C. Williams
Chris Williams
Excavated Early Chinese Texts
Description of Research:
Since the late nineteenth century, the excavation of numerous early Chinese texts dating from the late Shang to the Han dynasties (13th century BC to 2nd century AD) has transformed the study of early China, leading to a complete reassessment of our understanding of the formative period of Chinese culture.
I was co-editor of the proceedings for the first international conference on the Guodian Laozi materials, an important set of bamboo-slip texts dating to the late 4th century BC. My main focus of research is now the Wenxian Covenant Texts.
The Wenxian Covenant Texts, written on stone tablets using brush and ink, were excavated in their thousands in 1980-81 in Henan province, from pits dug into an earthen terrace outside an ancient walled settlement. Dating from the 5th century BC, they comprise of several different covenants, each repeated on many separate tablets, each tablet individualized with the name of a covenantor. They were produced by the Han 韓 lineage, one of several groups vying for power in the state of Jin 晉. The covenants are in the form of loyalty oaths, demanding loyalty to the Han leader, and stating specific requirements and prohibitions. By the end of the 5th century BC, the Han lineage had split from Jin and become an independent polity.
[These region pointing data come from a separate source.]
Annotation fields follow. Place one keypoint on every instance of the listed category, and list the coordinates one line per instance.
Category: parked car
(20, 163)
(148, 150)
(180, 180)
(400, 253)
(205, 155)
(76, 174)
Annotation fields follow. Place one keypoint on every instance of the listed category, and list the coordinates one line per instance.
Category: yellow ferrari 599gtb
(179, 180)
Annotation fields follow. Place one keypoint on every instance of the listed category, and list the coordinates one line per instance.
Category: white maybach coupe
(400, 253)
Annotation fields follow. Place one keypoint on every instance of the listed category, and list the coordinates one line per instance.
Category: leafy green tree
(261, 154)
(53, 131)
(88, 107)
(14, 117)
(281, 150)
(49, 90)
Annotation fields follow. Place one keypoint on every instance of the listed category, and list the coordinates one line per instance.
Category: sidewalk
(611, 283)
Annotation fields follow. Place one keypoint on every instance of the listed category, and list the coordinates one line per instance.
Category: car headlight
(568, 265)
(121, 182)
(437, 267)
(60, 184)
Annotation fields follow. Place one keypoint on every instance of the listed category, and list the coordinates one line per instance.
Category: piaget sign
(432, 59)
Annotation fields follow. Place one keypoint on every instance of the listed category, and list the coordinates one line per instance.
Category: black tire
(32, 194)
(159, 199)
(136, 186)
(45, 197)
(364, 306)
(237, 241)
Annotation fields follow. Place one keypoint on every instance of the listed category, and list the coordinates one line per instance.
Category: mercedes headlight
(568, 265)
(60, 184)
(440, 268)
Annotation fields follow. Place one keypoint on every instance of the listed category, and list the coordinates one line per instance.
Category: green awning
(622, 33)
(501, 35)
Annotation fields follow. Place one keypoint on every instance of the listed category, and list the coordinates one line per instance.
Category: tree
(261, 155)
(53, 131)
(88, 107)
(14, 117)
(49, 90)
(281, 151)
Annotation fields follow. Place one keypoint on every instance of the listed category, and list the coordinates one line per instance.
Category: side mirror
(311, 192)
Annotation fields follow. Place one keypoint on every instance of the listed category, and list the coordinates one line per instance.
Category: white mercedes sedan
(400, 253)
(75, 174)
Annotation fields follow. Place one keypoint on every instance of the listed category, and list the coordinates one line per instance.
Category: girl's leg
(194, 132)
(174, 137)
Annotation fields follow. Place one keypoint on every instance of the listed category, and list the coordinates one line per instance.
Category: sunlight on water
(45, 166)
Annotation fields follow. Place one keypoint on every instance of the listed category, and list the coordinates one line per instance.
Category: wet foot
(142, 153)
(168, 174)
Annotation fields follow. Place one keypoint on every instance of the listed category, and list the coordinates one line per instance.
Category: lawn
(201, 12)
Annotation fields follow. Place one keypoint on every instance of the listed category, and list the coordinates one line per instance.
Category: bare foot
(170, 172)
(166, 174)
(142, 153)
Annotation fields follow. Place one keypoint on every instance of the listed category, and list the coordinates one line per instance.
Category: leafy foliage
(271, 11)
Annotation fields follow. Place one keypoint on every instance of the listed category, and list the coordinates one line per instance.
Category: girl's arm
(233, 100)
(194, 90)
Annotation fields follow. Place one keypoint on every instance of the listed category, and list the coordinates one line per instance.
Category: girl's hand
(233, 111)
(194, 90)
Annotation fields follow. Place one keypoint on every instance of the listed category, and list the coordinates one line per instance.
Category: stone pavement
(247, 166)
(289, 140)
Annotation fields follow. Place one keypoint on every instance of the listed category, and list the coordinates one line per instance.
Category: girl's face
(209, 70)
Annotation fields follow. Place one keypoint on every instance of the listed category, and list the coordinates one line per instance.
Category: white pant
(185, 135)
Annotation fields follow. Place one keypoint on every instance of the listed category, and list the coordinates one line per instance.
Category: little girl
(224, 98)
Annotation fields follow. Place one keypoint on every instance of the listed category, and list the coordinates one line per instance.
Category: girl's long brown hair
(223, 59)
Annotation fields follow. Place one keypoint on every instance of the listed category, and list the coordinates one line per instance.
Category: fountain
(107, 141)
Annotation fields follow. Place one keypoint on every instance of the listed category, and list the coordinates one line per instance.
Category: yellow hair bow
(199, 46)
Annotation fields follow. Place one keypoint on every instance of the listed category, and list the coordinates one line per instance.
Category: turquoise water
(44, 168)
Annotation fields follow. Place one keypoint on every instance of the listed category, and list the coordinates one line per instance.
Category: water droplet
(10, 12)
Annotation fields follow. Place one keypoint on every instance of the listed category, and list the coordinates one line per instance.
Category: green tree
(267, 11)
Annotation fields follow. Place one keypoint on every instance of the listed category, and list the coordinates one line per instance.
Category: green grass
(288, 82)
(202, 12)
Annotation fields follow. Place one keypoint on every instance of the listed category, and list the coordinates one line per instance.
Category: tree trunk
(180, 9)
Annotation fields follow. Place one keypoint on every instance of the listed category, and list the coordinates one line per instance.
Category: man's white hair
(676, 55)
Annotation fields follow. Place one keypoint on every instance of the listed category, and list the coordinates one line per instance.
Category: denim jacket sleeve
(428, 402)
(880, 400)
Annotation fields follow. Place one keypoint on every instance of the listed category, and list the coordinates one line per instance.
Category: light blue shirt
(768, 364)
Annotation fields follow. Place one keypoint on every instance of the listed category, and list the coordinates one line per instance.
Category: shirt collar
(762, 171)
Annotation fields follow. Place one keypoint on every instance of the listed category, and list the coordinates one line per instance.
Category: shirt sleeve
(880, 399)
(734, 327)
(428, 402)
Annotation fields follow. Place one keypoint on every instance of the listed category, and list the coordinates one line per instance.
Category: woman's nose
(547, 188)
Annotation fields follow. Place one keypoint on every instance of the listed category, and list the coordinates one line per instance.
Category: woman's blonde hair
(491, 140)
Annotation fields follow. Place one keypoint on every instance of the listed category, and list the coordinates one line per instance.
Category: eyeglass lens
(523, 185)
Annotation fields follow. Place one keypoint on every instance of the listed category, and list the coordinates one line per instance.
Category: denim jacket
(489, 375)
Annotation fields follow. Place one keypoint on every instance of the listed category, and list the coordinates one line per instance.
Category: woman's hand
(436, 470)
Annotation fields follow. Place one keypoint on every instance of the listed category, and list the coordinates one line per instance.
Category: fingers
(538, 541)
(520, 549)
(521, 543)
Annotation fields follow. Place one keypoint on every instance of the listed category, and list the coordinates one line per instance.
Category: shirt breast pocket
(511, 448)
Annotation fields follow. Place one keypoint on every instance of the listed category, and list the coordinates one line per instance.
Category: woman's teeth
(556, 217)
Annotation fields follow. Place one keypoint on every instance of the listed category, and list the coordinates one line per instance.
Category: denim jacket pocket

I believe these covenants are a previously unknown part of the process which led to the formation of the Han state.
Due to various technical and practical factors, the Wenxian Covenant Texts have not been fully published. In 1998 I was invited by Susan R. Weld to join a US-China collaborative project to photograph, digitize, research and publish the texts. In 1999 we spent two months at the archaeological institute in Zhengzhou, Henan, where the covenants are housed, and photographed several thousand tablets. Since that time I have made many trips and spent many additional months at the institute working on this project. Publication is planned for the end of next year. I also conduct my own research on the materials and have published several articles (in both English and Chinese) discussing various philological and interpretative issues. After the full publication of the texts, I will work on an English monograph that will introduce these materials to a wider audience.